SI: Is Romo Too Fat And Lazy To Be A Clutch QB?

Sports Illustrated published a stand-alone fantasy football guide for the first time this summer. As fantasy guides go, it’s pretty solid.

It’s not as good as Pro Football Weekly’s annual edition, but it’s certainly more compelling than ESPN’s (which is written in the voice of the most annoying fan at the bar), or Street & Smith’s, or Big Jim Osnanski’s RotoGrid Broadsheet. It has all sorts of cool features: production matrices, trending charts, Peter King being a moron and taking a defense in the 6th round, and a lovely matte finish.

But the most interesting thing in the guide, by far, are the little ENEMY LINES sections for each team, featuring anonymous quotes from rival coaches (likely the quality control coach, but still, JUICY!). And the line on Tony Romo in the Cowboys’ section was particularly compelling:

The first six games of the season, Tony Romo will put up numbers because he’s fresh. The last 10 weeks, he’ll struggle because a player has to be a in great shape, and he doesn’t work to be in great shape; he has a lot of other things going on.

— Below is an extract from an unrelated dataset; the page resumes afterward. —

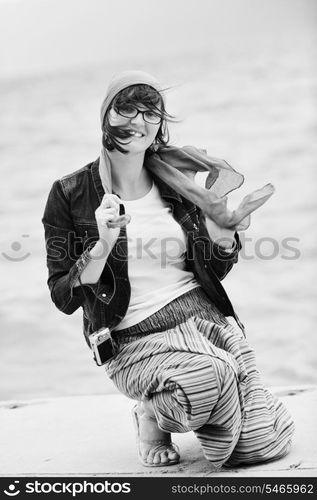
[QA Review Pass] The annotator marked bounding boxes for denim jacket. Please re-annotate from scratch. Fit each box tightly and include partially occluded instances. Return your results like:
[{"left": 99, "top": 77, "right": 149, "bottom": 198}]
[{"left": 42, "top": 159, "right": 243, "bottom": 345}]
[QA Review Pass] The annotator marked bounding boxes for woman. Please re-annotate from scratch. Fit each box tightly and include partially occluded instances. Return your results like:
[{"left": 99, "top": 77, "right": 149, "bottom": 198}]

Of course, by “other things,” I assume the coach means any number of damning possibilities:

Dating buxom singers 

Dumping buxom singers 

Avoiding creepy fathers of buxom singers

Preventing buxom singers from polishing off the last tray of brownies 

Holding ranch salad dressing chugging contests with Nate Newton 

Death metal karaoke with Mr. Belding.

It’s quite the packed schedule for Romo, and this coach thinks it precludes him from working on stuff like, oh, holding on to snaps and what not. Usually, I’m in favor of athletes having a good time and leveraging their moment in the spotlight. You only get to be a rock star QB for so long, so it’s hard to blame Romo for spending an inordinate amount of time buried in Jessica Simpson’s Chicken of the Sea.

But this coach believes Romo spends so much time away from the game that it makes him more ineffective as the season progresses, and the Cowboys recent run of year-ending implosions would seem to back him up on that. It’s a stark contrast to someone like Tom Brady who, like Romo, hooks up with famous women and all that, yet continually maintains a reputation as one of the hardest-working players in the League.

Romo has acquiring the exact opposite reputation. And that’s a bad sign for anyone who’s looking forward to seeing him play an important game in December in optimal shape, and without his hands wrapped firmly around his own windpipe.